国立がん研究センターの研究では、日本人では喫煙習慣がある男性は非喫煙者の4.5倍、女性の場合4.2倍肺がんになりやすい*2としています。

リスクが4倍などと聞くとビビリますが実際どのくらいの喫煙者が肺がんになるのでしょうか?
実は全喫煙者のうち、生涯で肺がんの診断を受けるのは20%ほどと言われており、8割の喫煙者は肺がんにならないのです。
理由の一つは先程紹介した2ヒット論です。喫煙だけでは1ヒットです。
しかし、これだけなのでしょうか?科学者らはこう考えました。
「もしかして、この人らは、喫煙しても遺伝子を傷つけない何かがあるのかも?」
喫煙は肺がんを起こす
実は喫煙者が肺がんになりやすいことはわかっていたのですが、実際に喫煙が肺がんを引き起こしているという「証拠」はしっかりと掴めていませんでした。
難しい話は抜きにして、とりあえず最新のDNAシークエンスの方法(SCMDA)を用いることで、今まででは「本物の変異」か「変異もどき」かを見破れなかったのが、ちゃんと区別できるようになったと。
で、その最新の技術を駆使して、喫煙者と非喫煙者と両方から気管支上皮細胞を採取してきて調べましたとな。
この気管支上皮細胞というのは加齢や喫煙で変異が蓄積する場所で、特に喫煙と関連しやすい扁平上皮癌が発生する場所ですな。

すると、喫煙者のグループでは、非喫煙者のグループと比べて変異の数がとんでもなく多かったと。
つまり、喫煙は気管支上皮細胞の変異を加速することで、肺がんの原因となっていることが改めて確認された形ですね。
これは今までの疫学的知見と合致しています。
喫煙量について
1日の喫煙本数や喫煙年数が増えると、それと比例して肺がんのリスクが上がっていくことは広く知られています。
しかし、今回の研究で面白い事実がわかったのです。
パック・イヤー(1日喫煙箱数✕喫煙年数)が世界的に主流ですが、日本ではブリンクマン指数(1日喫煙本数✕喫煙年数)をよく使います。
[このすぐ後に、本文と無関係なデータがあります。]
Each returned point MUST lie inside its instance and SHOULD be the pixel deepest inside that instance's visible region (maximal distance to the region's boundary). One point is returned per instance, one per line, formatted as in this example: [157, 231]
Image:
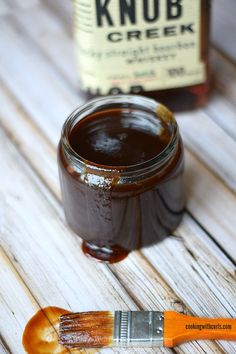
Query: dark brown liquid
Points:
[114, 218]
[117, 140]
[41, 334]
そのため今回は、日本人になじみの深いブリンクマン指数に置き換えて説明とします。
一般的に、ブリンクマン指数が400を超えるとこから肺がんのリスクが高まることが知られています。
さて、今回の研究では、ブリンクマン指数が増えるとともに、肺の細胞内の変異の数は増えていきましたが、460を超えたとこからは変異数は頭打ちで横ばいになっていたのです。

つまり1日1箱(20本)を20年吸った人と、1日2箱(40本)を30年吸った人で、気管支上皮細胞の変異の数は変わらないということです。
研究者らの予想では、変異の蓄積の上限に達したのだろうと。
また、DNA修復メカニズムや解毒システムが働き、変異にブレーキをかけているのかもしれないと言います。
肺がんにならない人
喫煙者は肺がんになりやすいですが、その8割は肺がんになりません。
この謎を解くカギは、先程触れたDNA修復メカニズムにあるのかもしれません。
今後の展望として、この肺がんにならない8割の喫煙者に備わるDNA修復メカニズムが解明されれば、「この人は修復メカニズムが働きにくい」という2割の人たちを発見し、肺がんの高リスク群として介入し肺がんの早期発見ができるようになるといいます。
逆にそのメカニズムがしっかり働く8割の人には、簡素な介入に留めることで医療費の抑制にもつながります。
さらに言えば、DNA修復メカニズムがしっかり働いている人の遺伝子などから、肺がんの”予防薬”も作れるかもしれないと研究者らは考えています。
不治の病→治療できる病→→予防できる病へ
これがこの研究の最終目標です。